BEYOND THE CLASSROOM: How hobbies enrich your life

English teacher and mother-of-two HELEN MARS argues that, for both staff and students, having a wide range of interests and extracurricular activities can open hitherto unforeseen doors while enriching your life

WE often extol the virtues of extracurricular activities for pupils, but it’s easy to forget how much these can enrich the lives of staff too. The ever-changing list of clubs run in school time at RGS hints at some of the interests, hobbies and quirks of the teachers here, and that’s just the start.

The maths department surely lead the charge, with chess, bridge, general knowledge quizzing and alternative rock music all catered for by the staff. Modern foreign language staff speak a wide variety of languages, including Dutch, alongside their classroom staples of French, Spanish and German, as well as counting rapping and rock-climbing amongst their achievements.
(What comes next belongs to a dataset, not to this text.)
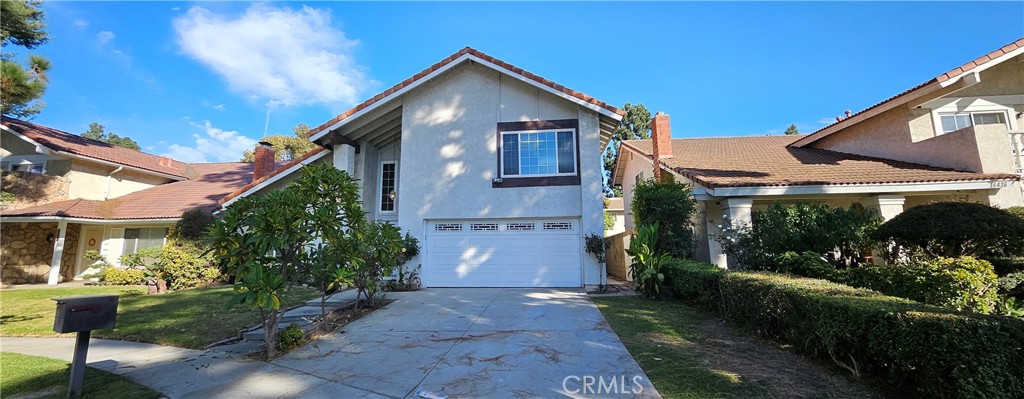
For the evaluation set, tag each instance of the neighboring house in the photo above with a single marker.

The English department list still-life painting, hiking, appearing in musical theatre and cycling alongside the more predictable answer of ‘reading!’, when asked about their pastimes.

As the owner of two very small children, it’s hard to find much time for more ambitious or far-flung adventures, but I’ve tried to use my recent second maternity leave to achieve more personal goals outside the classroom.

As part of a national initiative called the Maternity Teacher Paternity Project (MTPT), I’ve been getting back into academic research and school improvement project planning, aided by monthly telephone coaching sessions with a professional coach provided by the MTPT organisation. Part of this is about widening my professional contacts, which I mostly do through Twitter (@HelenMars4), working with a grassroots group called #TeamEnglish: we’re an 8,000-strong teacher group who share resources, ideas and discussions on texts and teaching.

Through my work with this group, I was contacted by Hodder Education, and have since published two new A-level study guides on the Love Through The Ages anthology and contemporary Welsh poet and rising literary star Owen Sheers’ collection Skirrid Hill.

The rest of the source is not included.